Diese Tiere schwimmen mit ihren Flossen bis zu 500 Meter nach oben. Höher geht es nicht, vor allem wegen der Temperatur und des Drucks. Doch es stellt sich die Frage, ob sie durch diese Lebensweise nicht besser am Boden fressen? Sie nutzen aber die Strömungen in der Wassersäule, um sich von einem ergiebigen Gebiet zum nächsten zu bewegen und dabei den Räubern entgehen, die im Sediment auf sie warten.
Also keine Räuber der Wassersäule?
Jedoch können in diesen Tiefen auch Pottwale, Grönlandhaie, Grindwale und Schnabelwale den Oktopussen auflauern. Aber „sein gallertartiger Körper reflektiert ein deutliches Echoortungssignal viel schlechter als muskulöse Beutetiere“, sagt Alexey Golikov. Der kleine Krake hat also durchaus Chancen, unentdeckt zu bleiben.
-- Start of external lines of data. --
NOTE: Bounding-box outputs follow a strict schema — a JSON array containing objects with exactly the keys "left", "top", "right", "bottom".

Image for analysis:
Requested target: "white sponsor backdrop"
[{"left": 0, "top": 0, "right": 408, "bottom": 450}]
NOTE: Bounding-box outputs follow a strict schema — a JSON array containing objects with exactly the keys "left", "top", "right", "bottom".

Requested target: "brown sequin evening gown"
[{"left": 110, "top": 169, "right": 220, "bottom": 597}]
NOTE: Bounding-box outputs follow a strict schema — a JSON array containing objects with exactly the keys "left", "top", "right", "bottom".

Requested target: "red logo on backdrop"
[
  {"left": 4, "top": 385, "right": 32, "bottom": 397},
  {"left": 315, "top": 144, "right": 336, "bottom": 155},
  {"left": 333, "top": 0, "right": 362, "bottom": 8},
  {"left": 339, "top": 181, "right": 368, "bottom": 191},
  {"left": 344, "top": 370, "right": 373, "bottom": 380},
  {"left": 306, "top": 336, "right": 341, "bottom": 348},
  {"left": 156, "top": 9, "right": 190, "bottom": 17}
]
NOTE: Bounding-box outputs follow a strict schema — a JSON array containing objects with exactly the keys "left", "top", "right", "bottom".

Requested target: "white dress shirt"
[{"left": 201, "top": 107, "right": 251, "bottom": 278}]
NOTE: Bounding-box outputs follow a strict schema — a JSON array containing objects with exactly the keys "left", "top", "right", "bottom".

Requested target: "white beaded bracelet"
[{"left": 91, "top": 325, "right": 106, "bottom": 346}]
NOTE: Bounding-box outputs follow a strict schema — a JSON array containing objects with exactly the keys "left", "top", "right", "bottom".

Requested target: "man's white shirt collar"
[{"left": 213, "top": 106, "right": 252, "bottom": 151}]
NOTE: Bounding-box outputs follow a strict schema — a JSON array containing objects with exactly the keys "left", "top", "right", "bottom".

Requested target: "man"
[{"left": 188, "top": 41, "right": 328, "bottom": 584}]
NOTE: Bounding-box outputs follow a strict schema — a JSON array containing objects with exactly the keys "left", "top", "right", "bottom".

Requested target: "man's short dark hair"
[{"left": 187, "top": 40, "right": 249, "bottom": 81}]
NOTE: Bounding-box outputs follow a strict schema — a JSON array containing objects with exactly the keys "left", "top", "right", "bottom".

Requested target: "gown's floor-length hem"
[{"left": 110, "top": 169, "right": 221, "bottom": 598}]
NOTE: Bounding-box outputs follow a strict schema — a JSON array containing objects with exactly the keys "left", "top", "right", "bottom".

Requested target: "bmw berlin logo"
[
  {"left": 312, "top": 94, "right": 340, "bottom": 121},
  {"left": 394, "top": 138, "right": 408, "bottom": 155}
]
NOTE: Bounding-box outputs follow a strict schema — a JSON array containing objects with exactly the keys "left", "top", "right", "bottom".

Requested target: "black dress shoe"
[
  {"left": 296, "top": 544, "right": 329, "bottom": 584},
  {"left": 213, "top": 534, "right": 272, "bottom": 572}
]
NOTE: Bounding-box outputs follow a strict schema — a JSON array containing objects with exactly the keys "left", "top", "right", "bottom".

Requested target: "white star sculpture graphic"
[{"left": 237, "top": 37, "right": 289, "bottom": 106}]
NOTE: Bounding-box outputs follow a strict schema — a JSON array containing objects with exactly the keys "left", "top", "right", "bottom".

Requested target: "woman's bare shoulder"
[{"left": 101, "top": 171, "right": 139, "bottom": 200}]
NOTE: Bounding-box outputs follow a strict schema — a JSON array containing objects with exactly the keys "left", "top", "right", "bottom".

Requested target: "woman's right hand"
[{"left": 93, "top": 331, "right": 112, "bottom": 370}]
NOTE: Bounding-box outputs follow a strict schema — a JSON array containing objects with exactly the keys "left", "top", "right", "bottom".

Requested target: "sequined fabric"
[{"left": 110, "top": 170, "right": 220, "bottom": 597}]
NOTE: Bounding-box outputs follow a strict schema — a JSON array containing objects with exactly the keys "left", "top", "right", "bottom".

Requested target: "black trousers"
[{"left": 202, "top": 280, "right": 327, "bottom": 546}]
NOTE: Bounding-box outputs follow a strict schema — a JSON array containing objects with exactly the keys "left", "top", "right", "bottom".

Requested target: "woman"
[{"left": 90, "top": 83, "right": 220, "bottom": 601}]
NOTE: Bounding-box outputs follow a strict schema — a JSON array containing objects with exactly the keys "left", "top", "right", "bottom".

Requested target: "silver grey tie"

Die Ergebnisse der Arbeit zeigen, dass der Oktopus Teil eines lebenden Netzes ist, dass Kohlenstoff in den Ozeanen einschließt. Diese Entdeckung ist ein weiterer Baustein, um ihre Rolle und Lebensweise zu verstehen. „Sicherlich gibt es noch viel mehr zu entdecken“, versichert Alexey Golikov.